And that , in turn, reminds me of the huge growth potential
China's auto market still has after years of hectic expansion.
I grew up in eastern China's Jiangsu province and have lived in
Shanghai for more than 20 years. Jiangsu and Shanghai are two of
the most developed areas in the country.
An express railway between Shanghai and Beijing that began
operating last year reduced the train ride between the cities to
five hours, so I decided to take the train.
When it left Shanghai and entered Jiangsu, I saw networks of
highways, many factory buildings and densely populated cities.
But when the train crossed the Yangtze River at Nanjing, in
Jiangsu, it was like entering a different country. On both sides of
the railway line were vast stretches of farmland that water
buffaloes and mules are still used to plow.
The view remained more or less the same for the four-hour
passage through Shandong and Hebei provinces. But when we
approached Beijing, the modern metropolis suddenly loomed.
What a learning experience!
The last time I took a train to north China was in the 1970s,
when I was a kid. China was largely an agricultural economy at that
time, so rural areas looked the same everywhere.
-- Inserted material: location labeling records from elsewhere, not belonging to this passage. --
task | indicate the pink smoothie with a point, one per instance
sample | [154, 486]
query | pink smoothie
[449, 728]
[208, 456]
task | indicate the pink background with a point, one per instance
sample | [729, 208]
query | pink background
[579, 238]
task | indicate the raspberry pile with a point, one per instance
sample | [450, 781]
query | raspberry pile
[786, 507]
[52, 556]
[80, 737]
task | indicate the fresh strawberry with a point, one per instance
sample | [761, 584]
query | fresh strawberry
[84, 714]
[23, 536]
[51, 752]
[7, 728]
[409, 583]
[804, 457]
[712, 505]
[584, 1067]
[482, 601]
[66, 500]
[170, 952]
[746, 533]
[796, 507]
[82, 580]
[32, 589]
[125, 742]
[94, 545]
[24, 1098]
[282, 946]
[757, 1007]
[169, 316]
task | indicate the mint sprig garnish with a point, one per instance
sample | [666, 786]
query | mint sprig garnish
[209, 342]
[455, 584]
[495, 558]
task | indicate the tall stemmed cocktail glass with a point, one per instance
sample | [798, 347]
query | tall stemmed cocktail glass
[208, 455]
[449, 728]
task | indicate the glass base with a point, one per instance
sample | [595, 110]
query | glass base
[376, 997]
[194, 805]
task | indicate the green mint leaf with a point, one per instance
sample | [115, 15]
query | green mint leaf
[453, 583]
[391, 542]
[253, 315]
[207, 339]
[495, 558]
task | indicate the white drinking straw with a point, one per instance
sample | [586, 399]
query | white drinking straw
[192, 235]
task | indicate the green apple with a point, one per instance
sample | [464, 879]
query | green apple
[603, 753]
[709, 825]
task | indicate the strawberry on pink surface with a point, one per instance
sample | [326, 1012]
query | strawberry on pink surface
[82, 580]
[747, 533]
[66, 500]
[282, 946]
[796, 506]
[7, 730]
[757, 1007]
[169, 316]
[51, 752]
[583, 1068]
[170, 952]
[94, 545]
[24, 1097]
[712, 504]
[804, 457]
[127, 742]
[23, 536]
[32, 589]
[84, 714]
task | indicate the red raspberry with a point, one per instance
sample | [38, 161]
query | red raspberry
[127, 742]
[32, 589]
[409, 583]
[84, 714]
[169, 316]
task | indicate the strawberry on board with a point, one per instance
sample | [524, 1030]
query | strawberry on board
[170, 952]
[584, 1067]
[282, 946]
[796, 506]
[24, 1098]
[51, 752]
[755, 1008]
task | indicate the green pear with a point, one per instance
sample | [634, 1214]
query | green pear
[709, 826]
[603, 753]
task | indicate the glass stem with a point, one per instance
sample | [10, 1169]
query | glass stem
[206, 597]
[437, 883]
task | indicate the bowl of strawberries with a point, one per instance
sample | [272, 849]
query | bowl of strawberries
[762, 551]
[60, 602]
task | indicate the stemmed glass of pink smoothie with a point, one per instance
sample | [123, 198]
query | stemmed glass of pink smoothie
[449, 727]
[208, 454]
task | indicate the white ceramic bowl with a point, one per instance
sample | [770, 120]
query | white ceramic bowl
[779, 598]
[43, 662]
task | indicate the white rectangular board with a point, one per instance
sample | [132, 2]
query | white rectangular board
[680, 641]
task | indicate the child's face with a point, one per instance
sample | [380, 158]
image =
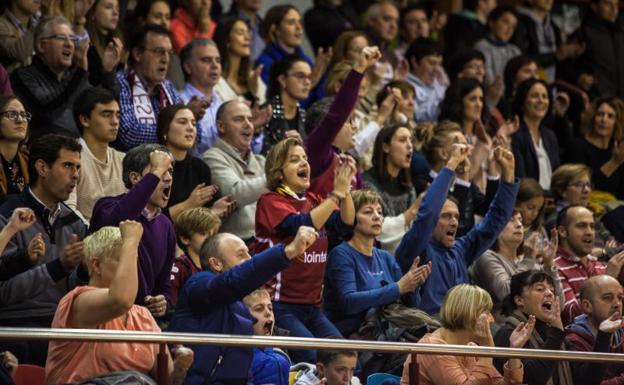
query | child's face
[504, 27]
[261, 309]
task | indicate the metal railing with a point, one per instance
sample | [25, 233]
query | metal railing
[90, 335]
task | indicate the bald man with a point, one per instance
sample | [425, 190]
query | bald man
[598, 329]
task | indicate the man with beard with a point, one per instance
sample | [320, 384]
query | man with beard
[147, 173]
[532, 296]
[575, 225]
[432, 235]
[601, 301]
[211, 301]
[30, 299]
[201, 64]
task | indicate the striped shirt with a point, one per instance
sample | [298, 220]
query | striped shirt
[572, 274]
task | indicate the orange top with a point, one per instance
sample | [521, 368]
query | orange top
[455, 370]
[75, 361]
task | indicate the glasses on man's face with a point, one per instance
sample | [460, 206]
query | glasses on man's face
[64, 38]
[13, 115]
[582, 185]
[159, 51]
[301, 75]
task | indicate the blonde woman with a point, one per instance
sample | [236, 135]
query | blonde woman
[466, 317]
[107, 303]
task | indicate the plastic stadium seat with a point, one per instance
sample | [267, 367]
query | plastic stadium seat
[29, 375]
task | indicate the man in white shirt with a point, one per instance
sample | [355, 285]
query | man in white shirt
[96, 112]
[427, 77]
[201, 64]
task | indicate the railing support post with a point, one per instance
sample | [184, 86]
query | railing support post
[162, 366]
[414, 370]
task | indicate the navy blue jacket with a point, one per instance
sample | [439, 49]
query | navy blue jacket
[450, 265]
[212, 303]
[526, 155]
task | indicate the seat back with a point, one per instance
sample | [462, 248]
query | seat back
[379, 378]
[29, 375]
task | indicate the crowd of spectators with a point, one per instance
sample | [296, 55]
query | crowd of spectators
[423, 176]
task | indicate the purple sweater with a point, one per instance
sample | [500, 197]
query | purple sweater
[157, 247]
[319, 142]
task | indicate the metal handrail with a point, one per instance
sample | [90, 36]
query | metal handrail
[298, 343]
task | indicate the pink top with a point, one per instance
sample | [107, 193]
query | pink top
[456, 370]
[184, 29]
[73, 361]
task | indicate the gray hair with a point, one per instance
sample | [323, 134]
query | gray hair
[212, 248]
[44, 28]
[374, 11]
[138, 158]
[187, 51]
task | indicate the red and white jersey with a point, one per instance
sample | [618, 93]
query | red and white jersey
[302, 281]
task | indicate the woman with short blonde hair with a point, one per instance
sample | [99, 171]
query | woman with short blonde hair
[466, 318]
[600, 145]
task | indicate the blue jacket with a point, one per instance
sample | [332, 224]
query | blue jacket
[212, 303]
[450, 265]
[270, 366]
[356, 283]
[273, 53]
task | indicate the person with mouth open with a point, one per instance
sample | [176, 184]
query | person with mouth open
[270, 365]
[361, 276]
[211, 301]
[296, 291]
[432, 235]
[576, 228]
[599, 328]
[532, 296]
[147, 173]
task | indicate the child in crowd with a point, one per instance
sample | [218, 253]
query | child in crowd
[530, 203]
[193, 227]
[332, 368]
[270, 365]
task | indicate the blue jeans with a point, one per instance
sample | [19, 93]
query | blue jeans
[304, 321]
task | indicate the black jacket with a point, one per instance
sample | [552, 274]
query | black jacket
[604, 54]
[525, 153]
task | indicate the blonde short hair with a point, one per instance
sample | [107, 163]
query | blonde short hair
[103, 244]
[564, 175]
[462, 305]
[197, 219]
[364, 197]
[275, 161]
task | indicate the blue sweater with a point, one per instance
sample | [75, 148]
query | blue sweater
[212, 303]
[270, 366]
[450, 265]
[356, 283]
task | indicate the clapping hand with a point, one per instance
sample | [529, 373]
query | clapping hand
[522, 333]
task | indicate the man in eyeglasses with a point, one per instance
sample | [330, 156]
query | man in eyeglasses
[576, 227]
[145, 89]
[58, 73]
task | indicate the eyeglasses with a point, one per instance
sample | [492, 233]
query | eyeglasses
[64, 38]
[13, 115]
[581, 185]
[160, 51]
[301, 75]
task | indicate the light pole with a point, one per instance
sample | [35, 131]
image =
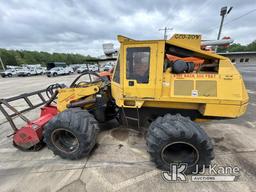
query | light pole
[2, 63]
[165, 31]
[223, 12]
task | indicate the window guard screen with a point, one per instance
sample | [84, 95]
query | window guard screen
[137, 64]
[116, 77]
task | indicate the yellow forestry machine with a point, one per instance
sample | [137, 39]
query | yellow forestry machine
[161, 85]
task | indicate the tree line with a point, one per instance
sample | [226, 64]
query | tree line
[19, 57]
[236, 47]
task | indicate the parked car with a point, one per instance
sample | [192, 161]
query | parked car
[59, 71]
[82, 69]
[9, 72]
[107, 67]
[93, 68]
[26, 72]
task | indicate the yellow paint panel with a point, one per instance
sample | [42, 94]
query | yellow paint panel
[183, 87]
[206, 88]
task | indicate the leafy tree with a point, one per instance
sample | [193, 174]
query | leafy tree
[19, 57]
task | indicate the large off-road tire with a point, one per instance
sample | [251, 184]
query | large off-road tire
[71, 134]
[176, 139]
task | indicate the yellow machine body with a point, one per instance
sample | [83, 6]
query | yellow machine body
[220, 92]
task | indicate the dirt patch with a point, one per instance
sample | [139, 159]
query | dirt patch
[120, 134]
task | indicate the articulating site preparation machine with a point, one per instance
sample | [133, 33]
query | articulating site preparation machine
[157, 84]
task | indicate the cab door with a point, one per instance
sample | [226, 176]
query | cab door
[140, 70]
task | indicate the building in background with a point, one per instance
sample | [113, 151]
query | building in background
[248, 57]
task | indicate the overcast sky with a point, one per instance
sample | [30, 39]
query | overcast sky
[81, 26]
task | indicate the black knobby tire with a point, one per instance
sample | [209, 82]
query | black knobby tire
[71, 134]
[177, 139]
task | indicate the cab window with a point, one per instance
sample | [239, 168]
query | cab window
[116, 77]
[137, 64]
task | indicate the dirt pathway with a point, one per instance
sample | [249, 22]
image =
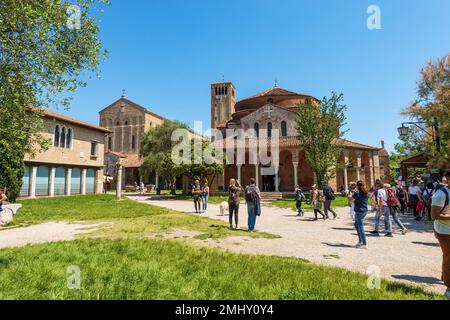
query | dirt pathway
[413, 258]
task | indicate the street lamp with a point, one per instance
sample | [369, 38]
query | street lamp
[403, 131]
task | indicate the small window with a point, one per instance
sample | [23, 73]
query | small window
[56, 136]
[69, 139]
[257, 129]
[62, 143]
[94, 148]
[283, 129]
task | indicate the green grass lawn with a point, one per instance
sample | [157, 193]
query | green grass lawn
[126, 218]
[125, 264]
[163, 269]
[289, 203]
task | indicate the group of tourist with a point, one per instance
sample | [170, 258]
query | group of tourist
[200, 193]
[430, 200]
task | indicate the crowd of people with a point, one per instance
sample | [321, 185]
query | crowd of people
[424, 200]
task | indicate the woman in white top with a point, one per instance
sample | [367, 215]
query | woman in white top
[415, 196]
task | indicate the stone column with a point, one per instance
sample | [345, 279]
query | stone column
[376, 165]
[372, 176]
[346, 154]
[51, 191]
[68, 180]
[83, 181]
[358, 165]
[33, 177]
[119, 181]
[277, 187]
[295, 173]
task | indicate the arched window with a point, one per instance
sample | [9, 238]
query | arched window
[133, 142]
[56, 136]
[257, 129]
[62, 144]
[283, 129]
[69, 138]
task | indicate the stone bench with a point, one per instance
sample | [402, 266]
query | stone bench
[8, 213]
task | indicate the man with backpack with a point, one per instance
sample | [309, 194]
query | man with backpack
[394, 204]
[440, 213]
[329, 196]
[299, 198]
[253, 200]
[382, 210]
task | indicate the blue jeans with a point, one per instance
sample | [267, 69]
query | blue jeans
[359, 225]
[394, 214]
[387, 220]
[251, 217]
[205, 201]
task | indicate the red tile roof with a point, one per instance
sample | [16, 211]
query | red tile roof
[58, 116]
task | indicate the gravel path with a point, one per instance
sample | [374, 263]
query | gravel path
[42, 233]
[413, 258]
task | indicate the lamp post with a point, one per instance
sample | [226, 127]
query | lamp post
[403, 131]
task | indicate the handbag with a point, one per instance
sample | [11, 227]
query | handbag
[419, 206]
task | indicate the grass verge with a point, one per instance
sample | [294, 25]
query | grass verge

The country has undergone tremendous economic growth since then.
But its inland expanses lag far behind the coastal regions.
Though per-capital gross domestic product exceeds $12,000 in
Shanghai and Beijing, the typical worker earns only $4,000 in
Anhui, $5,000 in Hebei and $7,500 in Shandong. In tier-one cities
such as Beijing and Shanghai, car ownership has reached 70 vehicles
per 1,000 residents. But in tier-two regions like Hebei and
Shandong, the rate is only 29 per 1,000, according to LMC
Automotive, a market research company.
That means is that China's car market, already the world's
largest, still has tremendous potential. With industrialization
spreading inland, where labor is still cheap, the tier-two and
-three regions have become the new growth engine for autos.
When auto sales dropped in most tier-one regions last year, it
remained strong in tier-two and -three areas.
Judging by what I saw on the train last week, these regions will
lead China's auto market growth for many years.